The city has a rich yet troubled history, and since the apartheid era ended (1994) it has generally experienced robust economic growth. Still, what you see in the City Bowl — the more affluent main city area between the sea, Table Mountain, and the mountain’s surrounding suburbs — exists in horribly stark contrast to the “townships” (slums) sprawled throughout Cape Flats. In the townships you’ll find hundreds of thousands of blacks (natives) and “coloureds” (half black half white, and an official distinction in Cape Town), still living unofficially segregated in apartheid’s shadow. The township tour we took deserves its own post – coming soon.
The City Bowl area is generally stunning. The V&A Waterfront is vibrant, the restaurants on Kloof Street are diverse and exceptional (we ate amazing Vietnamese, seafood, authentic African game, delis, and more). The architecture is picturesque throughout. The Company Gardens, a large park area with various museums, schools and government buildings is quaint as well.

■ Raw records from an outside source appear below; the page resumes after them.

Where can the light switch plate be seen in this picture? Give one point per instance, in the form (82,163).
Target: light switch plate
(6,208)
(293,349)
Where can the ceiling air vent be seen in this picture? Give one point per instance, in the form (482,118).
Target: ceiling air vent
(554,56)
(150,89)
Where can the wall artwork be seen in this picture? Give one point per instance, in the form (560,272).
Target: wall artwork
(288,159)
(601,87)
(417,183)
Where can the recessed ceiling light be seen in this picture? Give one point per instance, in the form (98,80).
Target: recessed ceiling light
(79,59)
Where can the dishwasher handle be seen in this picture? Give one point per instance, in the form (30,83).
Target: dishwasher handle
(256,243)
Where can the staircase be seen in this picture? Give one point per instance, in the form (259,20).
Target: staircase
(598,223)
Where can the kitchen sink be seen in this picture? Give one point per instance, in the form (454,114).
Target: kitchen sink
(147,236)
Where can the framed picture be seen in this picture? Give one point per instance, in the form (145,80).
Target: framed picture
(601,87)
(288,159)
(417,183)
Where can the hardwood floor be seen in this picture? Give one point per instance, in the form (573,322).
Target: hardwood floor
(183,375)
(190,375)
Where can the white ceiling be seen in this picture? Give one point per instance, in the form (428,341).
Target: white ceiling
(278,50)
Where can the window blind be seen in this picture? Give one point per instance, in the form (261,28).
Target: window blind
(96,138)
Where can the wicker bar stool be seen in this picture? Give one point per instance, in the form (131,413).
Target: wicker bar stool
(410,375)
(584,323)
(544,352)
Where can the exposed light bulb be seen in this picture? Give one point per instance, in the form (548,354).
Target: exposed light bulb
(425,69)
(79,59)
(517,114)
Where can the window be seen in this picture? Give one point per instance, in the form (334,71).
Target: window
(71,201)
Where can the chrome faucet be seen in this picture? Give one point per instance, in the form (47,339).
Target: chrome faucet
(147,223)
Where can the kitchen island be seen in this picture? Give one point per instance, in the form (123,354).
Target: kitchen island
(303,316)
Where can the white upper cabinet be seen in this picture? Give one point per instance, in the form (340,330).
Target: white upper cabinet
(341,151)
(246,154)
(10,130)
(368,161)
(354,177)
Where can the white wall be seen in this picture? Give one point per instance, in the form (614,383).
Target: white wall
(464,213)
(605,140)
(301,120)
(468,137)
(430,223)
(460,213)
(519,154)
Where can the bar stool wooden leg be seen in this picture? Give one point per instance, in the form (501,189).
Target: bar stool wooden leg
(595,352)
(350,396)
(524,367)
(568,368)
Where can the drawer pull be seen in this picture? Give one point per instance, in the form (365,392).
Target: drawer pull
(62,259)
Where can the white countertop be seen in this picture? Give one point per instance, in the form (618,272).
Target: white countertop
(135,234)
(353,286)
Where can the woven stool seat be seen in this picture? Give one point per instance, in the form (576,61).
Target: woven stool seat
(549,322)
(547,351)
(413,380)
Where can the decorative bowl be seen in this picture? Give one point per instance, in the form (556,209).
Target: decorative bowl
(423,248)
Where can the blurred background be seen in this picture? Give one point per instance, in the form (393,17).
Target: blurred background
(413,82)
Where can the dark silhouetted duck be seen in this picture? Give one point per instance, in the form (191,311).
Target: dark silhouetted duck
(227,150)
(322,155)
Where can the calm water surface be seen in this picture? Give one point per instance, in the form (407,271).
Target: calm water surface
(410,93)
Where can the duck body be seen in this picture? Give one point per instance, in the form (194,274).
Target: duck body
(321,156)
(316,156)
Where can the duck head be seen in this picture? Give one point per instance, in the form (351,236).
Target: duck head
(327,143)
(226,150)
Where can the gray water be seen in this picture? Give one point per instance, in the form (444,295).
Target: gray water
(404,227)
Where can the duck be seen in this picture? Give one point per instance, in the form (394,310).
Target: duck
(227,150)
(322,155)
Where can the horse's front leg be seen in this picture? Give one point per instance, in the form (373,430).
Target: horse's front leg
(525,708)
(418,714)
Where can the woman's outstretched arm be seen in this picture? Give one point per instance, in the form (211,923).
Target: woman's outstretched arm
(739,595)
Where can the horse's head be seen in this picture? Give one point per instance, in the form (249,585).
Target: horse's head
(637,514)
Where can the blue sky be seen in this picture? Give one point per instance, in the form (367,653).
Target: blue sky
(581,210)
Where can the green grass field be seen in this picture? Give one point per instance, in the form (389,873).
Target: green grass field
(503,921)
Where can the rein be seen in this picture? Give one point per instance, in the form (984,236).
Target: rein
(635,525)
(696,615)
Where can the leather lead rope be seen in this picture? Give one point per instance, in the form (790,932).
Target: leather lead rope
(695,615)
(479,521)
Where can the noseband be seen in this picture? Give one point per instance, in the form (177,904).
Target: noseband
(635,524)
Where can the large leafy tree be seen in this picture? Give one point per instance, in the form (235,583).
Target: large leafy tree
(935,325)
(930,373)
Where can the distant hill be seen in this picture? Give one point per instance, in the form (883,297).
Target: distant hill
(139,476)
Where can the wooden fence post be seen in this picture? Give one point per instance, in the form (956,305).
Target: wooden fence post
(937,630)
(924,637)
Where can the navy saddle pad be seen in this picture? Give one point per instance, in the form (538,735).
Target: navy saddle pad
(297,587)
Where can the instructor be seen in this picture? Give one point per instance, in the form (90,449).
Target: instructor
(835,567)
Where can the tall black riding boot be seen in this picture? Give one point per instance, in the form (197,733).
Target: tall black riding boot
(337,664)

And behind it all, the face of Table Mountain, with it’s perfectly flat top, provides a stunning backdrop.
While crime is still definitely an issue — though night and day better than Johannesburg, so we hear — almost all the people we came across were warm, friendly and honest.
Our hostel, The Backpack (which was awesome) helped us arrange a bunch of activities and had some great recommendations.
On our first full day we took a tour down to the Cape of Good Hope and Cape Point, the southernmost tip of the African continent. Oddly for us Californians, the Atlantic Ocean sits to the West and the Pacific Ocean to the East.
Along the way we stopped in the Hout Bay Harbor, Chapman’s Peak, and then in Simon’s Town to see the penguins — who woulda thunk there’s a whole bunch of penguins on the hot coast of South Africa?
The next day we hiked Table Mountain. We went with a fantastic guide, Binny, who took us up the much more scenic route on the backside of the mountain, starting in the Kirstenbosch Botanical Gardens and then up Skeleton Gorge. Great hike and amazing views of the city, False Bay and both the Atlantic and Pacific Oceans.
A few more posts on Cape Town to come.